Every Cassavetes movie makes you feel that your real life is more like a movie than you might have suspected, and every reality TV program makes you aware that the real world only requires a touch of pre-production and a splash of editing to take on a fictional flair. At the end of Cronenberg’s classics, Videodrome and Existenz, we even have to wonder whether the media game is really over and real life can ever begin again. But the problem here is that Memento presents us with a protagonist with just barely enough backstory (depth, roundedness, etc.) to explain how he came to be just like an actor who needs to be continually reminded “What’s my motivation?” Lenny’s memory is so bad that he has to use a chart that not only resembles the kinds of diagrams screenwriters use to emplot their stories, but which also looks like the exterior post-modern piping on the Pompidou center. Lenny’s memory problem is the dramatized emblem (objective correlative) of the screenwriter’s need to link up characters and motivation.

Where Memento offers us an extremely well executed story-within-the-story “Chinese box” style of plot (ask yourself: what is the “real” origin of Lenny’s disorder?) the characterization in the film is, nonetheless, a painful chinese finger trap. To the extent that we grasp that Lenny’s problem means that he cannot keep track of the characters in his life with his polaroid portraits of them and that he cannot deduce their motivations from his captions on these photos, we also become aware that we are not able to engage sympathetically with Lenny—nor anyone else in the film for that matter.

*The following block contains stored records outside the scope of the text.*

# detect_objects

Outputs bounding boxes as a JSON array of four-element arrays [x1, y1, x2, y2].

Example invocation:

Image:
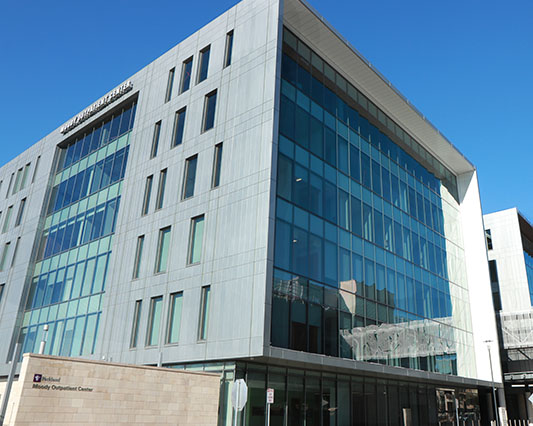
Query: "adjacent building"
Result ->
[[0, 0, 505, 426], [483, 208, 533, 420]]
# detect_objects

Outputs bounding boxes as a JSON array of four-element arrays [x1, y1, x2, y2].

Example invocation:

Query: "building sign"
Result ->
[[31, 374, 93, 392], [59, 80, 133, 134]]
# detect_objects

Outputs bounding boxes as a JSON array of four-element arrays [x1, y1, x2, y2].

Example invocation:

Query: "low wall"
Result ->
[[0, 354, 220, 426]]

Perhaps it’s not even sympathy we are talking about. Remember Travis’ reflections at the beginning of Taxi Driver? How he had to wash the streets of all the scum—and how we begin that film straight up in the point of view of Travis Bickel, sociopath and taxi driver? We are drawn along through Scorcese’s greatest film by our identification with Travis’ point of view, not our sympathy for De Niro’s alienated loser. Lenny, in Memento, is more alien than alienated: he is as distant from himself as he is from society. We don’t sympathize with Lenny—because he is an asshole and a murderer and any identification with him is at our own peril. Taxi Driver is tragic, whereas Memento is a nihilistic cul de sac.

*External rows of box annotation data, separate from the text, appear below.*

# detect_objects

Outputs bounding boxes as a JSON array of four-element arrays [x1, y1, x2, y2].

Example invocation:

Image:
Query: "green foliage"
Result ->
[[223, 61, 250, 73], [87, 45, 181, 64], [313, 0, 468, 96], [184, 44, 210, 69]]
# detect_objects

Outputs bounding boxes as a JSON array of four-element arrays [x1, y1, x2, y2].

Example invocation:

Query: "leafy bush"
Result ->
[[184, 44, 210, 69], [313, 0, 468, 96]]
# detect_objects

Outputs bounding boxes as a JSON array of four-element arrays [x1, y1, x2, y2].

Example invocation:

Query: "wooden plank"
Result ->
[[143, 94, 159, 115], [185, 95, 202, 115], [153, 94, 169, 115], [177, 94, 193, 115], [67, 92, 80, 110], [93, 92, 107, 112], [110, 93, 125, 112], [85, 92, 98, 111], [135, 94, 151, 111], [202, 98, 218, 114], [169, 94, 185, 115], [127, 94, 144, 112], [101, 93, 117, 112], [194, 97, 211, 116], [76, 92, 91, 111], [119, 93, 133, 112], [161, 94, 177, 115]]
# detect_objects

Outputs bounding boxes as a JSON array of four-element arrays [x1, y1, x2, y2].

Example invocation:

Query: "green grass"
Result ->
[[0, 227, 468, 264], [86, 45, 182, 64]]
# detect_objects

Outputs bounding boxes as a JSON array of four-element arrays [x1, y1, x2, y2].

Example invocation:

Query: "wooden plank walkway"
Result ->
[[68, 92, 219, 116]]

But a film like Mike Leigh’s Naked is nihilistic as well, and yet Naked invites us to see the social consequences, or even, perhaps, lets us witness the deeply embedded social fabric that nihilism shreds. When the protagonist of Naked limps off at the end of the film we know that we identify with this pathetic rapist asshole at our own peril, but we take the risk in order to see what he sees, to see the world falling apart at his reverse Midas’ touch. What we see as well is the world that produces the subjectivity of Naked’s evil protagonist. Memento’s Lenny is not a socially produced subject, but a biologically produced one who elicits only the emotion of pity, or the infinite irony of a man whose entirely singular condition runs the risk of not being about us all, but about a miserable physical brain defect that all of us must be entirely grateful for not having!

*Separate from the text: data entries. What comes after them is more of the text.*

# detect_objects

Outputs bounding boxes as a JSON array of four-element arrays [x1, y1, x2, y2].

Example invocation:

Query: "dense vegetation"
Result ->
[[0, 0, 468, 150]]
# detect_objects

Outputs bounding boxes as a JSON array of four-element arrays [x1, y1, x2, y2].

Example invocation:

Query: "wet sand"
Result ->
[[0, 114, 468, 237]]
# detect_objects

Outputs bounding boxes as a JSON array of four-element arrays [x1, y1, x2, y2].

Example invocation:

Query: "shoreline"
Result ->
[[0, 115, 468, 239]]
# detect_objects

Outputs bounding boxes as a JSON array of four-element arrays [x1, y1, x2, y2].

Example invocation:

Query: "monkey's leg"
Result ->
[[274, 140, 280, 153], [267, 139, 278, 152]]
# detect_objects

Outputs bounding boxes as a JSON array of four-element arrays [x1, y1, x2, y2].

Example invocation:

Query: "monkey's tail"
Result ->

A problem with Memento is that the brain disorder premise is selectively and not consistently followed through, and this, obviously, is done to retain the minimal levels of basic competency needed for Lenny to be an active agent. Lenny is not Sammy, for example: he is not a vegetable, and he remembers everything the script will require him to remember (like which car is his when he needs to drive, but not which shirt is his when it’s a cute moment of feminine characterization for Natalie). In this way, we gradually are smoothed into an awareness that Lenny’s life is literally like living in a horrible movie—like the Mexican soap operas that Slavoj Zizek describes as an allegory of contemporary subjectivity, where the actors are fed their lines through tiny headphones, just before they say them, to cut costs and eliminate memorization of the script. “What’s my motivation?” these actors are screaming to know, and Lenny can barely keep track of his. He has to tattoo it across his chest and read his cue cards every few minutes to remember.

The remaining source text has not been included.